Being able to quickly analyze health data about a patient's condition is obviously extremely important in an intensive care unit. At Atlanta's Emory University Hospital, an ICU research team is taking that a step further by applying streaming analytics to big data.
"Situational awareness is what we seek and what we're trying to use streaming analytics toward developing," says Dr. Tim Buchman, MD, PhD, director of critical care at Emory University Hospital.
The research ICU, one of four ICUs within Emory Healthcare Hospitals, is making use of a streaming analytics platform developed by IBM that works together with an Excel Medical Electronics bedside monitor data aggregation application to provide quick analysis of big data. Clinicians are able to identify changes in a patient's condition—including anomalies—through analysis of continual data that comes in through bedside monitors.
This process enables quicker comprehension of data and predictive analysis related to changes in a patient's physiological patterns. It can lead to earlier identification of conditions such as heart failure, pneumonia and even sepsis, which often results from a bacterial infection through a wound.
In fact, sepsis, a life-threatening condition, is the leading cause of death in non-coronary ICUS, Of the approximately 750,000 Americans who contract sepsis annually, it's estimated that between 28 and 50 percent die, according to the National Institute of General Medical Sciences. Earlier diagnosis and treatment could improve the survival rates for patients in an ICU.
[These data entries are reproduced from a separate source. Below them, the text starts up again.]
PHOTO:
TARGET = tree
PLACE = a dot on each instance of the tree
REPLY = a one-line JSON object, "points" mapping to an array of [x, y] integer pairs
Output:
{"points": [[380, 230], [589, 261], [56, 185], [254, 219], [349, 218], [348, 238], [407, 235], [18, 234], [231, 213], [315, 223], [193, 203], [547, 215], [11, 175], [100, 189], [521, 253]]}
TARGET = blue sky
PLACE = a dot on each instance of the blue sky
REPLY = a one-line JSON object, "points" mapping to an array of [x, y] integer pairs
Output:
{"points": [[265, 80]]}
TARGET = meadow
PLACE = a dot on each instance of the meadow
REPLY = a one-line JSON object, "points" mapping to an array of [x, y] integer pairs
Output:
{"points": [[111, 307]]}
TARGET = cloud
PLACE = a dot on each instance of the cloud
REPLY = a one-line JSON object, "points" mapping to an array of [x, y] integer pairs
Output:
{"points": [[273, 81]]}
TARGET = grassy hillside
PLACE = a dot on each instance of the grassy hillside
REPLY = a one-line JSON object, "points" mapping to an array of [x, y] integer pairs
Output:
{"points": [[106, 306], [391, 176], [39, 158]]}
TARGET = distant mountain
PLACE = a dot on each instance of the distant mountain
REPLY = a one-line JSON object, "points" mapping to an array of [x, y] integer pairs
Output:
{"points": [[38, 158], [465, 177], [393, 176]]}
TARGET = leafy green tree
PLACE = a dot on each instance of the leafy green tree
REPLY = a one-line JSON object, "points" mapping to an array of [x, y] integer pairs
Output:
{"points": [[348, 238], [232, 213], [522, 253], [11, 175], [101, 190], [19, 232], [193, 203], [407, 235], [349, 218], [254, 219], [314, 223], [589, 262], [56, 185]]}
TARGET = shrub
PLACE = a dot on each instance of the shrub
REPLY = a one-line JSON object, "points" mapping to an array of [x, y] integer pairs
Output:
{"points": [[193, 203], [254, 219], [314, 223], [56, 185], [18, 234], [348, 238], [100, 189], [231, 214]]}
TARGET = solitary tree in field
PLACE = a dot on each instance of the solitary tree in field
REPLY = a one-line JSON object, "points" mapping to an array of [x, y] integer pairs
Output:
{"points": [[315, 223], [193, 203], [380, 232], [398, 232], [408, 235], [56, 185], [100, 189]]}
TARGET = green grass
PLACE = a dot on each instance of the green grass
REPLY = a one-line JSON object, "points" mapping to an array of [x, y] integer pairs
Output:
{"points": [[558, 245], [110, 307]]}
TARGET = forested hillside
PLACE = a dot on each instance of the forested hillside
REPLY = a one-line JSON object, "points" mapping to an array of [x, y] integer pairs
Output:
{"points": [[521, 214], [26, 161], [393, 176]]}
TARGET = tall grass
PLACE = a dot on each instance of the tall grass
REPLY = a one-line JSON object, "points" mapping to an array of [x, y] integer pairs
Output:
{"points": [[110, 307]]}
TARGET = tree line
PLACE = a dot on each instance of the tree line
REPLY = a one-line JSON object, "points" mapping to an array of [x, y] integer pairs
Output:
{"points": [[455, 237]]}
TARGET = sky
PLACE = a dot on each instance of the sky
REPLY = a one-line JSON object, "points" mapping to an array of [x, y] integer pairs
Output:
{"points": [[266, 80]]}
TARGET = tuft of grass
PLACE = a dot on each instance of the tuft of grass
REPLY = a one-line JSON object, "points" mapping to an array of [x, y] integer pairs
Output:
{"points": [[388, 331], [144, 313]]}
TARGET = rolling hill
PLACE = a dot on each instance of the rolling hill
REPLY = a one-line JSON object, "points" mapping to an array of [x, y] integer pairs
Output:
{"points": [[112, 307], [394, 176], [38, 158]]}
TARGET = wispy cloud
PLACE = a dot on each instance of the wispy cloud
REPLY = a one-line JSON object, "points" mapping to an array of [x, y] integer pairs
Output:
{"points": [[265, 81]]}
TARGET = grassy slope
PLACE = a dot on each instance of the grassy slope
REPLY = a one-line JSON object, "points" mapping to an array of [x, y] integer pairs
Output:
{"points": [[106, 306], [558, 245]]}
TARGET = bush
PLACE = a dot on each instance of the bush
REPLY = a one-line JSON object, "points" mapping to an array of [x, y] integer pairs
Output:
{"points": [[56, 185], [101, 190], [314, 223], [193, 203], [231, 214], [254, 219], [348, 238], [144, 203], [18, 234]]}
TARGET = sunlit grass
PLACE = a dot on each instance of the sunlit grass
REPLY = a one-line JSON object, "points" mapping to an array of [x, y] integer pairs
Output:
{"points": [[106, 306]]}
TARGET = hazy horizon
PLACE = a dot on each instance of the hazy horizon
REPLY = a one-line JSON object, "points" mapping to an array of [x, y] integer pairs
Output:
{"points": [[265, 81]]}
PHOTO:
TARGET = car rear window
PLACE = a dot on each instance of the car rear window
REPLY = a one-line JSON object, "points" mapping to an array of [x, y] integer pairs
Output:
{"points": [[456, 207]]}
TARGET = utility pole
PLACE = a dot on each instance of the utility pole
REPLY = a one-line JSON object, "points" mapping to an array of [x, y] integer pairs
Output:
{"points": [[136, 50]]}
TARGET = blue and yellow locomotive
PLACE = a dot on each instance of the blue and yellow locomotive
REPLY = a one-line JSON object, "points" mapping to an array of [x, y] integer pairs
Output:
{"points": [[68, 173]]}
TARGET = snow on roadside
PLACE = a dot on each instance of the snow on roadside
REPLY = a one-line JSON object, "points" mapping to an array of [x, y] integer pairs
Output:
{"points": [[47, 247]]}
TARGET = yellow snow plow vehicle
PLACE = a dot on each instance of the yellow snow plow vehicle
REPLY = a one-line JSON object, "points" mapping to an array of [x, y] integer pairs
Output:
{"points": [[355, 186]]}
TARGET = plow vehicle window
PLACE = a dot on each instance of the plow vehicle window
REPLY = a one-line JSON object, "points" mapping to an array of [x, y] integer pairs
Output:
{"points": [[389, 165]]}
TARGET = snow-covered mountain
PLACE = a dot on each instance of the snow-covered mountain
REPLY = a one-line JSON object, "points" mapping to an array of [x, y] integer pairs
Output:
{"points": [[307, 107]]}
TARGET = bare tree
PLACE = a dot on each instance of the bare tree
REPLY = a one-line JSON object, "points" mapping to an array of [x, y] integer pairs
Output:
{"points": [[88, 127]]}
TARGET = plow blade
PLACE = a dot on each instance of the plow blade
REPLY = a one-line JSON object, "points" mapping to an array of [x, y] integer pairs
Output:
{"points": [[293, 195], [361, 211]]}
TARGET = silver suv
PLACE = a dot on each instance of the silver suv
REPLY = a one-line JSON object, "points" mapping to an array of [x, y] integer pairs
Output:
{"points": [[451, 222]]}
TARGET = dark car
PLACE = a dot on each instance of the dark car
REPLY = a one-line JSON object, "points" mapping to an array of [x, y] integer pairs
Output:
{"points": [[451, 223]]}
"The revolution here is as powerful as the revolution of bringing the Internet to computing," Buchman says.
The inability to quickly analyze patient health data is said to be a contributing factor in the 10 to 29 percent mortality rate that exists in ICUs, according to the Society of Critical Care Medicine. However, the research at Emory University Hospital is showing implications for these ICU mortality rates. "What we are seeing is prevention of failure to rescue," Buchman says.
Given that a patient's medical data points stream at approximately 1,000 to 2,000 points per second per patient, analyzing just 100,000 data points per second for an ICU with 100 patients can be a challenge. These data points are most meaningful when they present a patient's health picture in real time, rather than an hour or even minutes ago.
"In health care, we need to stop depending on old information," Buchman points outs. "The problem with patient data is that if you freeze it, it's only good for retrospective analysis."
Real-time analysis of an ICU patient's health data sheds light on potential conditions that may otherwise remain hidden. Choosing the right types of data to process and display is important because it enables doctors and clinicians to deliver the "right care, right now, every time," Buchman says.
Some 104 beds in the Emory University Hospital ICU, which usually has an 80 to 85 percent occupancy rate, are wired for real-time analysis as part of the research. The project continues in its research phase, but its implications for improved health care through predictive analytics may not yet be fully understood.
"This really is a step toward an environment where we have the same sort of intuitive displays around health care that we have with our car's GPS," Buchman says.